Cusanus ist wegen seiner theologischen Diktion keine einfache Kost, aber als Ursprung neuzeitlicher Philosophie absolut der Mühe wert.

Gruß,

Heinz

Bernd Stein
Bernd Stein
1 Monat zuvor
Reply to  Heinz Lüdiger

Hallo Wolfgang,

Du schreibst: “ Markus Gabriels „Neuer Realismus“ versucht, den traditionellen Gegensatz zwischen Realismus und Antirealismus zu überwinden. Gleichzeitig spricht Gabriel von universellen humanistischen Werten.“

Warum soll das inkonsistent sein? Wenn ich als Konstrukivist (und Kantianer) die Welt an sich nicht erkennen kann, aber mir so handhabbar machen kann, dass es keinen Unterschied mehr zwischen realistischer und konstruktivistischer Handhabung gibt – dann sollte doch die Voraussetzungen gelten, die kohärenter, logischer und verständlicher ist. Die Argumentation, dass es schlicht und ergreifend keine unergründliche Wahrheit gibt, vor der ich mich – wie der Realist – ständig rechtfertigen muss, ist doch viel eingängiger.

Und humanistische Werte sind genauso konstruiert wie alle anderen Begriffe auch, mit der ich die Welt beschreibe, statt universell kann man sagen, sie gilt für jeden Menschen, jedenfalls nicht für materielle Sinnfeld Universum, darauf scheint der Wertebegriff nicht zu passen. Also wozu soll es gut sein, das  Wort „universalistisch“ realistisch zu bewerten und wieder zu einer Rechtfertigung gezwungen zu sein.

Grüsse Bernd

Bernd Stein
Bernd Stein
1 Monat zuvor
Reply to  Bernd Stein

Hallo Heinz,

ich bin auch der Meinung, dass der Universalienstreit nur deshalb zustandekommt, weil eine Partei unbedingt die Existenz des Absoluten und Unerreichbaren postuliert, um daraus einen Machanspruch abzuleiten.Am Ende müssen sich doch Universalisten und Nominalisten auf eine sprachliche Handhabung einigen, das heißt es muss eine Konvention über die Semantik der Begriffe geben, damit die Welt handhabbar wird.Es ist doch Blösinn, sich vorher zu streiten, wie man zu den Begriffen kommt.

Der Realist ist in Wirklichkeit ein Illusionist. Er glaubt, er könne der Wahrheit immer mehr zu Leibe rücken, ohne dass dies Rückwirkung auf ihn selbst hätte.
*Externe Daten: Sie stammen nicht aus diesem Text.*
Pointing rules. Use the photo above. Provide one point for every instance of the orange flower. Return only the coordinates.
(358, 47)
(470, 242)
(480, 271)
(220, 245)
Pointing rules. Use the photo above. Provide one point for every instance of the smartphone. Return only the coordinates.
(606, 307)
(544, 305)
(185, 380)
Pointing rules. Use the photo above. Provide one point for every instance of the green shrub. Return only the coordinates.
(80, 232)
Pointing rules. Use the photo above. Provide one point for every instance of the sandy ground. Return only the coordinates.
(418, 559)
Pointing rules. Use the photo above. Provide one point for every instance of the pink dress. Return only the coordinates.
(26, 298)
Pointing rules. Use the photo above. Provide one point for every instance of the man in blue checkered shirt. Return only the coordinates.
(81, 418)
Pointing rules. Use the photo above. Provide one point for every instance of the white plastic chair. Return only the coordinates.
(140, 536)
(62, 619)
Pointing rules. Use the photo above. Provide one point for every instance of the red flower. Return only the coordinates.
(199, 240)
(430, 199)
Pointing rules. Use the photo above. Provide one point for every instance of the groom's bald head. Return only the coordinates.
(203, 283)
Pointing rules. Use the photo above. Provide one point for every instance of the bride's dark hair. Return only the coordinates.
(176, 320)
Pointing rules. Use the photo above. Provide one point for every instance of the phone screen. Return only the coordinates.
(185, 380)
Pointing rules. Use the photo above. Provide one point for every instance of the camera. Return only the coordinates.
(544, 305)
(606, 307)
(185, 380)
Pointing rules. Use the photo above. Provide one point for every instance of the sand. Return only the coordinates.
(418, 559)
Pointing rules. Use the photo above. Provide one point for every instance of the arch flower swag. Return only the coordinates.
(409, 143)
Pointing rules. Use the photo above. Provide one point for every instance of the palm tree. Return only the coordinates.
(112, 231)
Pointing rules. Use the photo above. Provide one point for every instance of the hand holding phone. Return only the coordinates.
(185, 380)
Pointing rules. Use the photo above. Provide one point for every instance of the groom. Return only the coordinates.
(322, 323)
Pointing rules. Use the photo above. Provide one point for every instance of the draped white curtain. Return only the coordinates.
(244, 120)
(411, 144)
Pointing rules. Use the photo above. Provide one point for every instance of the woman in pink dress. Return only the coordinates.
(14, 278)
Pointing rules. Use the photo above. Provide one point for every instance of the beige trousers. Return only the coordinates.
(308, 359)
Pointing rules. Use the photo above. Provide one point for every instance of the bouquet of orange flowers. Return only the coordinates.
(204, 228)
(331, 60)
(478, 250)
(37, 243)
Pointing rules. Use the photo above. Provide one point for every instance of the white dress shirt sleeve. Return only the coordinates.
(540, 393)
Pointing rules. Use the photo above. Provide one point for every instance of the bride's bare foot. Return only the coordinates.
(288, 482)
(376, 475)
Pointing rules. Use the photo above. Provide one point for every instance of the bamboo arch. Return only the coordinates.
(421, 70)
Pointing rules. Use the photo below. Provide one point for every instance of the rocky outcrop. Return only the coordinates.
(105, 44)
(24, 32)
Das ist die größte Illusion, der er erliegt. Es gibt keine Wahrheit, die sich durch menschliches Streben offenbart, alles was sich offenbart ist relativ. Wer das Absulute benötigt, und das tut (mindestens im moralischen Bereich) jeder, muss es für sich selbst individuell und unhinterfragbar setzen, nach dem Motto: das gilt für mich, Punkt, Ende, Aus.

Sonst endet man als Relationalist und wird dann verrückt
.
Grüße
Bernd

Wolfgang Stegemann
Wolfgang Stegemann
1 Monat zuvor
Reply to  Bernd Stein

Lieber Bernd,
wenn es epistemisch verschiedene Welten gibt, jede Entität (Individuum, Gruppe, Gesellschaft, Volk etc.) ihre eigene epistemische Welt hat, dann hat sie auch ihre eigenen ethischen Werte.
Das heißt nicht, dass man sich nicht auf gemeinsame Werte einigen kann, allerdings nicht in kolonialistischer Weise, wie dies das Abendland seit Jahrhunderten tut und meint, diese Werte seien göttlich oder sonst wie transzendent.
Daraus folgt, dass jede universalistische Idee zumindest naiv oder überheblich ist.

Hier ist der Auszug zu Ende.